Tigers coach Gary Pinkel has built a program that has seven consecutive winning seasons, including three seasons of 10 or more wins over that span.
On the way up the coaching ladder, Pinkel has earned the kind of salary that has allowed him to purchase a vacation home in Florida. As he spent time in the Sunshine State over the summer — Pinkel and the Tigers will make their debut in The Swamp on Nov. 3 — he couldn't help but notice how people addressed the Tigers' move to the SEC.
"People act like we've been playing a bunch of high school teams,'' Pinkel quipped. "We've played in a pretty big league."
There is truth to that. Any schedule that features Oklahoma, Texas, Nebraska and Oklahoma State regularly can't be dismissed.
Still, when you join a conference that has won the last six national titles, there are going to be doubts about fitting in.
Pinkel gets that and is using it as motivation as Missouri transitions into a new league with new expectations and new rivalries.
"We understand the great league we're coming into. It's all going to play out,'' Pinkel said. "We all know how it works. It's in the process. How is Missouri and Texas A&M going to do in the SEC? There's going to be an analysis every single week.
"You have to go out and play and compete. That's the way it should be. It's going to be decided on the football field. We're excited about doing that."
While the Tigers lack the rich history of programs like Alabama, Florida and Georgia, they don't lack for talent and confidence.
The Tigers return 11 starters from last year's 8-5 team that won its final four games, including a 41-14 win over North Carolina in the Independence Bowl.
Two of those top returners — quarterback James Franklin (shoulder) and running back Henry Josey (knee) — are coming off serious injuries. However, Pinkel expects both to be ready for the season opener.
The Tigers host Georgia on Sept. 8 in their SEC opener and look forward to the challenge of trying to prove themselves against the nation's toughest conference.
"We won't back down, that's for sure,'' said cornerback E.J. Gaines, one of five starters returning on defense. "It's a fresh start for our team, for our school, for our fans. We want to prove that we belong with the best and playing in the SEC gives us that opportunity."
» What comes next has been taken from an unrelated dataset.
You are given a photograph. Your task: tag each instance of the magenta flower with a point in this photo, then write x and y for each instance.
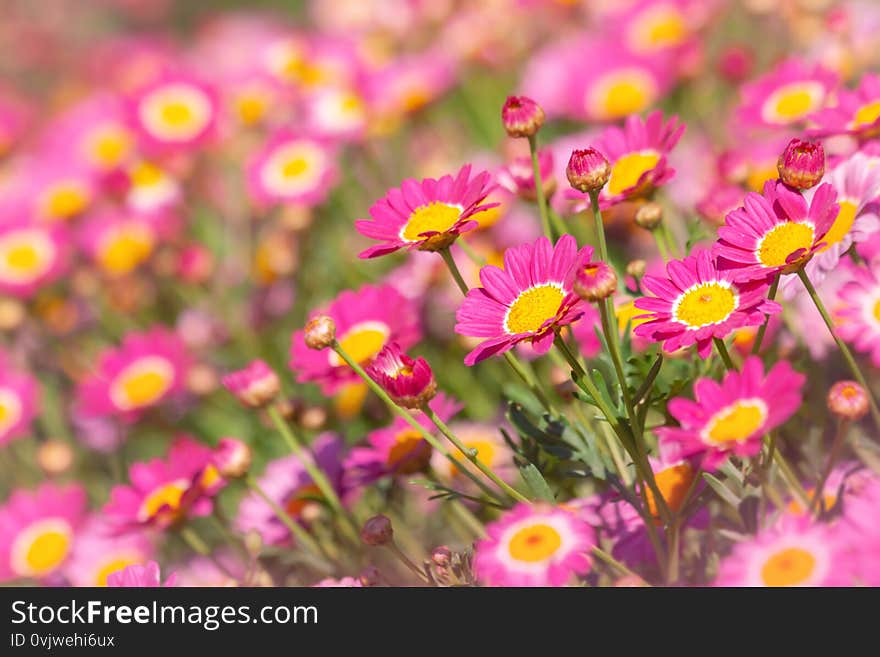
(731, 417)
(527, 300)
(427, 215)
Here's something you might not know: Missouri is 18-9-1 all-time against the current schools in the SEC other than fellow newcomer Texas A&M.
Missouri has faced Ole Miss the most, winning five of six games over the Rebels. The Tigers are 3-2 all-time against Arkansas, including a 38-7 win in the Cotton Bowl following the 2007 season.
In their only meeting against the Gators, the Tigers upset a Florida team led by Steve Spurrier, 20-18, on New Year's Day 1966 in the Sugar Bowl.
While that win remained one of the program's best for many years, the Tigers have flourished under Pinkel, who is 85-51 since taking over the program in 2001.
Pinkel expects nothing but the best from his team amid whatever doubts there may be on the outside about Missouri's ability to compete regularly for the SEC East crown.
"I'd be disappointed if we were intimidated,'' Pinkel said. "We have a system in place. Are we changing how we recruit? No. Do we change how we train our players? No. We believe in what we do. Certainly we'll be tested. That's fine. That's how it should be.
"One of the most important things in my opinion, we go in certainly I think with a little respect. We've won at a fairly high level over the last six, seven years, graduating 96 percent of our players in the same amount of time."
Pinkel attributed the program's growth the past few years to staff continuity, a commitment from the school to improve facilities — Memorial Stadium underwent a recent renovation that has helped recruiting — and improved talent through recruiting.
The Tigers start to see how they stack up against the nation's best when Georgia visits what Pinkel refers to as "The Zoo" the second week of the season.
"It's going to be a big game for us,'' he said. "But there's going to be a lot of big games. There's so many good football teams you're going to play week in, week out. That's what defines the league.
"Bottom line, you got to go out and prove yourself."
Now that introductions are out of the way, that is the Tigers' next goal.